For most of these scenarios, the usual, and often the only, recovery mechanism is to restore the database from backup to a point in time just before the “oops”, known as point-in-time recovery (PITR). Even though PITR remains the most general and the most effective recovery mechanism, it does have some drawbacks and limitations: the recovery process requires a full database restore, taking the time proportional to the size of the database; a sequence of restores may be needed if multiple “oops” transactions have occurred; in the general case, there will be difficulties reconciling recovered data with data modified after the “oops” point in time, etc. Nevertheless, PITR remains the most widely applicable recovery method for SQL Server databases, both on-premises and in the cloud.
In this article, we would like to discuss another option that became recently available, that can greatly simplify some recovery scenarios. We will discuss recovering from an “oops” using temporal tables, available in SQL Server 2016 and in Azure SQL Database. The linked documentation provides a detailed description of this new feature. As a quick introduction, a temporal table keeps a record of all data changes by saving versions of rows in a separate history table, with a validity period attached to each version. T-SQL language has been extended to simplify querying of current and historical data. In terms of performance overhead, there is none for INSERT and SELECT statements on the current data. The overhead of other statements is similar to that incurred by maintaining an additional index, and is in any case less than the overhead of other solutions for keeping history, such as triggers or CDC.
From the outset, we need to say that this method is applicable to a rather narrow subset of scenarios, considering all the possibilities for an “oops”. It also requires advance preparation, i.e. modifying table schema to add temporal period columns, and explicitly enabling system versioning. But for those specific scenarios, it allows a much simpler recovery process than PITR, and is therefore worth considering in detail.

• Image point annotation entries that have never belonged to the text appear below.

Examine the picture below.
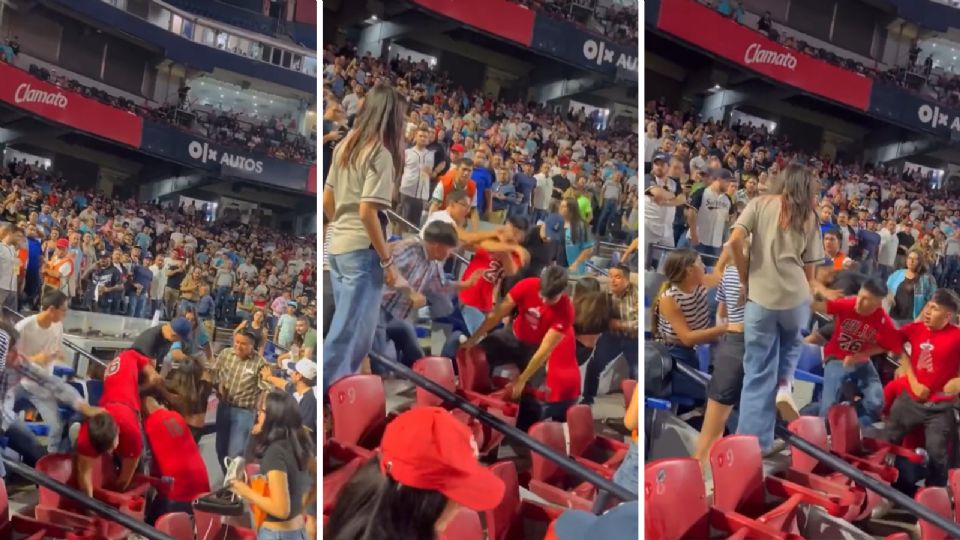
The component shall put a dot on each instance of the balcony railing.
(225, 37)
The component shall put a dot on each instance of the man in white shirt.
(40, 343)
(11, 237)
(887, 254)
(415, 181)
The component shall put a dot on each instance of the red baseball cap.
(427, 448)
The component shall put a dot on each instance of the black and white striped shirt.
(694, 308)
(728, 293)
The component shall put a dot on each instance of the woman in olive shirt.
(282, 446)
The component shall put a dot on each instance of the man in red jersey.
(542, 331)
(117, 430)
(862, 329)
(933, 382)
(494, 259)
(175, 456)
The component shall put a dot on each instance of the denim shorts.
(727, 380)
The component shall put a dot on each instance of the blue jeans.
(772, 344)
(232, 431)
(608, 212)
(357, 291)
(270, 534)
(868, 383)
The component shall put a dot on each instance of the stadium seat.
(600, 453)
(938, 500)
(506, 521)
(739, 486)
(178, 525)
(866, 453)
(548, 480)
(627, 386)
(676, 506)
(464, 526)
(358, 406)
(806, 470)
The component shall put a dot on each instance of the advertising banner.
(46, 100)
(564, 42)
(723, 37)
(501, 18)
(177, 145)
(901, 107)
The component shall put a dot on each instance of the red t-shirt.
(563, 372)
(176, 455)
(480, 294)
(934, 356)
(854, 332)
(534, 318)
(121, 400)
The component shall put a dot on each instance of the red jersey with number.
(854, 333)
(480, 294)
(534, 318)
(934, 356)
(121, 400)
(176, 455)
(563, 372)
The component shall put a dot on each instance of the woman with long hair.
(425, 471)
(910, 288)
(366, 166)
(784, 251)
(282, 447)
(577, 241)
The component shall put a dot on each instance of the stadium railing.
(99, 507)
(605, 487)
(69, 344)
(859, 477)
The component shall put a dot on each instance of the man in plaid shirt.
(236, 376)
(419, 266)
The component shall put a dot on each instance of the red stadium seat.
(866, 453)
(739, 486)
(464, 526)
(359, 409)
(938, 500)
(676, 507)
(179, 525)
(505, 522)
(806, 470)
(439, 370)
(586, 447)
(627, 386)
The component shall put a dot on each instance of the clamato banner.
(723, 37)
(501, 18)
(50, 102)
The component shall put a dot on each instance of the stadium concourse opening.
(801, 257)
(481, 309)
(158, 270)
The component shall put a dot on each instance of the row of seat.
(358, 410)
(741, 504)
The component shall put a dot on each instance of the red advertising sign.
(498, 17)
(23, 91)
(722, 36)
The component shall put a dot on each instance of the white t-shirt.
(34, 340)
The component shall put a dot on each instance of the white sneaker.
(786, 406)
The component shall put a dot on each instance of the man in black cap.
(708, 213)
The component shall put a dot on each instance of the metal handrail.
(99, 507)
(511, 432)
(394, 216)
(69, 344)
(841, 466)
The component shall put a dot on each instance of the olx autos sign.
(206, 153)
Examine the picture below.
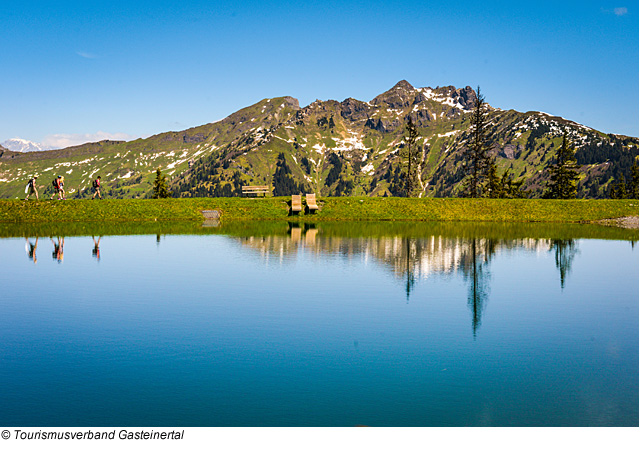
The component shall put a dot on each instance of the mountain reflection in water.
(411, 259)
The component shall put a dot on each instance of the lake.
(345, 324)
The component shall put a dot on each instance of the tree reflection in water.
(565, 251)
(412, 258)
(474, 264)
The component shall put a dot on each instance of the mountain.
(331, 148)
(22, 145)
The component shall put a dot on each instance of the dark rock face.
(466, 97)
(354, 110)
(292, 102)
(199, 137)
(399, 96)
(380, 125)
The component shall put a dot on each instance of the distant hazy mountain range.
(22, 145)
(330, 148)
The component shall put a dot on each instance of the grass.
(332, 209)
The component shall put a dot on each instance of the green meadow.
(331, 209)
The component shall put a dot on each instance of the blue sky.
(74, 71)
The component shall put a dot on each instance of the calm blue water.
(309, 329)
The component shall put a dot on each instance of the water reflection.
(96, 248)
(31, 249)
(565, 251)
(474, 264)
(58, 249)
(411, 259)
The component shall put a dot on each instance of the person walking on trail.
(96, 189)
(58, 188)
(31, 188)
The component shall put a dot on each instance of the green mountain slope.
(328, 147)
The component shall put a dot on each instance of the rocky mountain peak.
(399, 96)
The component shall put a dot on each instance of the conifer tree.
(619, 189)
(410, 154)
(563, 173)
(494, 187)
(632, 184)
(160, 189)
(477, 159)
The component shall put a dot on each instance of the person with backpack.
(96, 188)
(31, 188)
(58, 188)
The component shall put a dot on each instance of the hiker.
(31, 188)
(31, 249)
(96, 247)
(58, 250)
(58, 188)
(96, 189)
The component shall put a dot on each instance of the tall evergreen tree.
(632, 184)
(619, 189)
(494, 186)
(477, 160)
(160, 189)
(410, 155)
(563, 173)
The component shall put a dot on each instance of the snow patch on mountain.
(22, 145)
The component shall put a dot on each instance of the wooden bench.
(312, 206)
(255, 190)
(296, 203)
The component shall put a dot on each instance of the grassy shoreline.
(332, 209)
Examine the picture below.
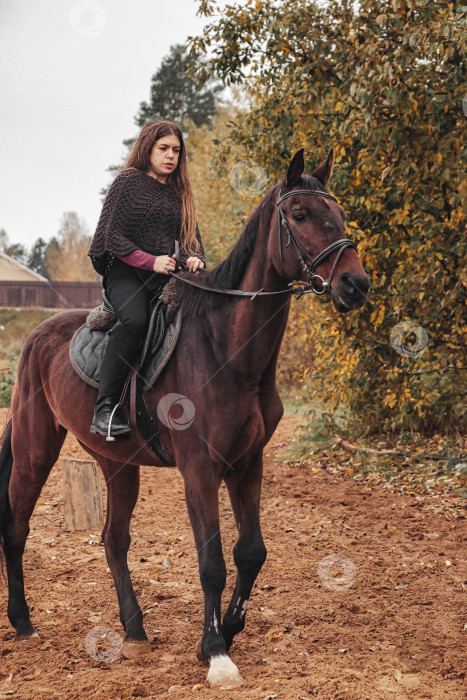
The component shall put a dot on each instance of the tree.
(66, 256)
(4, 241)
(176, 95)
(383, 83)
(19, 252)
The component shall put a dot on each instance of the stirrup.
(109, 437)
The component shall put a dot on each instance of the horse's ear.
(296, 169)
(324, 171)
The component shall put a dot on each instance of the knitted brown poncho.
(139, 213)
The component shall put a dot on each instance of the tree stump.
(82, 495)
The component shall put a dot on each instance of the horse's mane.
(229, 273)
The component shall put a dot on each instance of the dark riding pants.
(130, 298)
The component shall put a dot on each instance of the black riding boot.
(115, 366)
(109, 418)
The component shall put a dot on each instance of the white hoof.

To explain the recovery process with a temporal table, let’s consider an example (based on a true story).
In this example, an application uses a SQL Server table as a queue. Messages are generated by multiple application processes, and for each message, a row is inserted into this table. A separate process retrieves these messages from the queue, i.e. executes a single row SELECT statement against the table, processes message payload, and then deletes the processed message row from the table. (As an aside, this is not the most optimal way to implement a queue using a table. It would be better to dequeue messages using a DELETE statement with an OUTPUT clause.)
A new code release introduces a bug where rows are selected, and then deleted immediately, without calling the code to process the message. This is not noticed until 7000 messages are deleted without having been processed, while the rest of the workload continues to run and modify data in the database.

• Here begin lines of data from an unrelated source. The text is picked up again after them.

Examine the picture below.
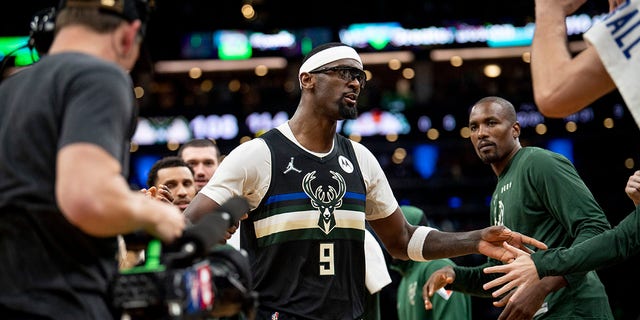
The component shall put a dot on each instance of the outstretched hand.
(492, 239)
(520, 273)
(161, 193)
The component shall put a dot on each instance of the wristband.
(414, 248)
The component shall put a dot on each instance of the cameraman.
(65, 127)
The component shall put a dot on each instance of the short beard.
(489, 158)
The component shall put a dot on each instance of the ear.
(516, 130)
(130, 35)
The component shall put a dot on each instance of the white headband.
(327, 56)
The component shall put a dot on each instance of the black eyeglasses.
(346, 73)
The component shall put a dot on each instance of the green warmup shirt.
(607, 248)
(540, 194)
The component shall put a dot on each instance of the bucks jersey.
(306, 238)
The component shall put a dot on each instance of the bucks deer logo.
(326, 201)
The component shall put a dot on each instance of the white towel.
(377, 274)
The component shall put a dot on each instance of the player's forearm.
(549, 57)
(450, 244)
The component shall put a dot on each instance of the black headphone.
(42, 26)
(41, 30)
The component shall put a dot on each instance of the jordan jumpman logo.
(291, 167)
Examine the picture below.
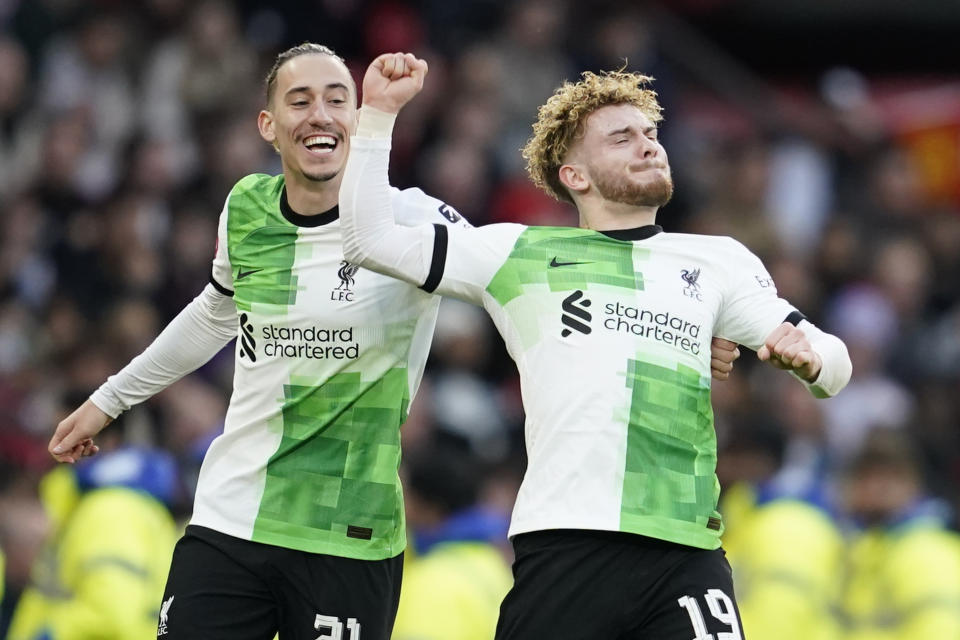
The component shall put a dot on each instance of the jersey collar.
(637, 233)
(300, 220)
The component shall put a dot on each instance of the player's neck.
(609, 216)
(312, 197)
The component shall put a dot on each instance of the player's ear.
(265, 126)
(574, 178)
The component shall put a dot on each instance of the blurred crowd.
(123, 125)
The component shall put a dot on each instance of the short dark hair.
(307, 48)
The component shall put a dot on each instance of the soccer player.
(615, 526)
(298, 517)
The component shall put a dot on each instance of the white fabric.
(198, 332)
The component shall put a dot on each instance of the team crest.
(346, 273)
(692, 288)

To recover from this using the traditional point-in-time recovery, it would have been necessary to perform 7000 precise point-in-time restores, which is not feasible for most applications. Another possible option is to reconstruct the data from the transaction log, however there are no documented or supported ways to do that, and it may be extremely complex or not even possible in the general case.
Now let’s consider what would happen if the queue table in this example were a temporal table.
CREATE TABLE dbo.WorkQueue
(
WorkQueueId int NOT NULL,
MessagePayload nvarchar(max) NOT NULL,
SysStartDateTime datetime2 GENERATED ALWAYS AS ROW START HIDDEN NOT NULL,
SysEndDateTime datetime2 GENERATED ALWAYS AS ROW END HIDDEN NOT NULL,
PERIOD FOR SYSTEM_TIME (SysStartDateTime, SysEndDateTime),
CONSTRAINT PK_WorkQueue PRIMARY KEY (WorkQueueId)
)
;
Compared to a regular table, there are two new columns added here, SysStartDateTime and SysEndDateTime. The values for these columns are automatically generated by SQL Server when rows are inserted, updated, and deleted. Note that in this example, the columns are hidden. While making these columns hidden is optional, it may be useful to avoid impacting the application. If the application code does not follow the best practice of always explicitly listing column names, e.g. if it uses SELECT *, or INSERT statements without target column list, then the addition of new columns can break it. Making the period columns hidden avoids this problem. Note that even if the columns are hidden, it is still possible to see column values if they are explicitly included in the SELECT column list.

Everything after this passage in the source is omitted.